With hospital systems in economically significant southern states in crisis mode, trying to deal with an explosion of coronavirus patients, we wanted to take a closer look at the impact these states could have on an eventual reopening of the economy. Here’s what we found:
- The latest flare up of coronavirus is concentrated in economically significant states in the Sunbelt.
- California, Texas, Florida and Arizona represent 30% of U.S. GDP.

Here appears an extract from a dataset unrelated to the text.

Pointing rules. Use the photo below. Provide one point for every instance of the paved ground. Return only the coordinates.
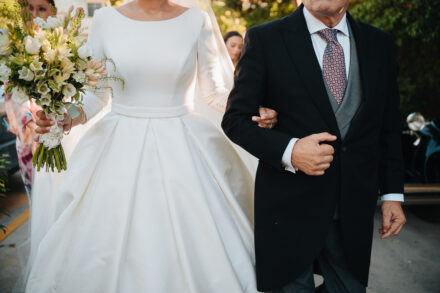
(409, 263)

- We cannot have a meaningful reopening of the national economy until virus levels are dramatically reduced and stay down in these key states.
- Even though WNY has done a relatively good job of containing the coronavirus, local economic recovery is dependent on a national recovery (see Delaware North Corp.).
As wealth managers, we are obviously concerned with how these developments may impact the lives of our clients. While our crystal ball is in the shop for repairs, it seems the following conclusions have a better than even probability of playing out:
- The longevity of the stock market’s rise since the March 23rd low may now be called into question.
- The second half of the year may prove to be more treacherous for the stock market.
- If shutdowns are required in states accounting for 30% of U.S. GDP, local jobs will not be immune from further cuts (see New Era).
Do not mistake stock market performance as a proxy for the economy. The economy is on life-support. The failed reopening of southern states raises the specter that the political will to continue to support the economy may fade as initial support programs begin to expire (unemployment insurance, student loan forbearance, lease forbearance, PPP, airline support, etc.).